A Bogus Appeal to the People
Right wingers are very big on the fact that the US is a Republic, not a Democracy (states rights and all) and of course they are correct--constitutionally, only half of one branch of the federal government was directly elected (thanks to the 17th Amendment, both legislative houses are today). Collectively, the rural, low-population, net-taker states have as much or more say over the direction of the country than backwaters like New York City, Chicago, Los Angeles, Seattle, Boston, Miami, Atlanta and so on, even if their influence these days derives mostly from their willingness to figuratively hold their breath till they turn blue--or threaten to blow us all up with government shutdowns and debt limit brinksmanship. But what kills me, is how when push comes to shove, these gerrymandered representatives of a privileged few address their appeals to the "people."Here's Ted Cruz, during his faux filibuster the other night:
"All across this country Americans are suffering because of ObamaCare. ObamaCare isn't working. Yet fundamentally there are politicians in this body who are not listening to the people. They are not listening to the concerns of their constituents, they are not listening to the jobs lost or the people forced into part-time work, to the people losing their health insurance, to the people who are struggling.

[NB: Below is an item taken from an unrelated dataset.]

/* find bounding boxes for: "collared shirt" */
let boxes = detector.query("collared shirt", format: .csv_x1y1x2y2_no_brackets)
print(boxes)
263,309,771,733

Never mind that Obamacare hasn't been rolled out yet, or that it's a subsidy to insurance companies that was conceived by the Heritage Foundation and carried to term by Mitt Romney. Despite dozens of efforts, the People's House has failed to marshal enough votes to abolish it and Mitt Romney, who'd promised to smother his spawn in the cradle, was defeated by the popular vote and the electoral college.If Obamacare stands, Cruz says, then ipso facto "the people" have no voice--the people being the people whose opinions really matter, whose votes really count. Cruz refers over and over again to the groundswell of 1.6 million who signed a petition deploring Obamacare. It sort of begs the question about the 61 million who voted for Obama in 2012, doesn't it?Not really. The National Review's David French applauds Cruz's efforts, precisely because he represents a minority position:
How many of our key institutions have been transformed through the sheer force of will expressed by a passionate minority? People with conviction dictate the terms of debate, transform the decision-making paradigm of even the largest entities, and lay the groundwork for larger cultural transformation. This work is rarely, if ever, done with majority support but instead at the urging of the most committed, most dedicated, and most vocal.
"This is a Republic, not a Democracy. Let's keep it that way!" the John Birch Society's Robert Welch famously declared. Of course if real patriotic Americans are so inalterably opposed to Democracy, then why all these appeals to the people?To fool the people, of course.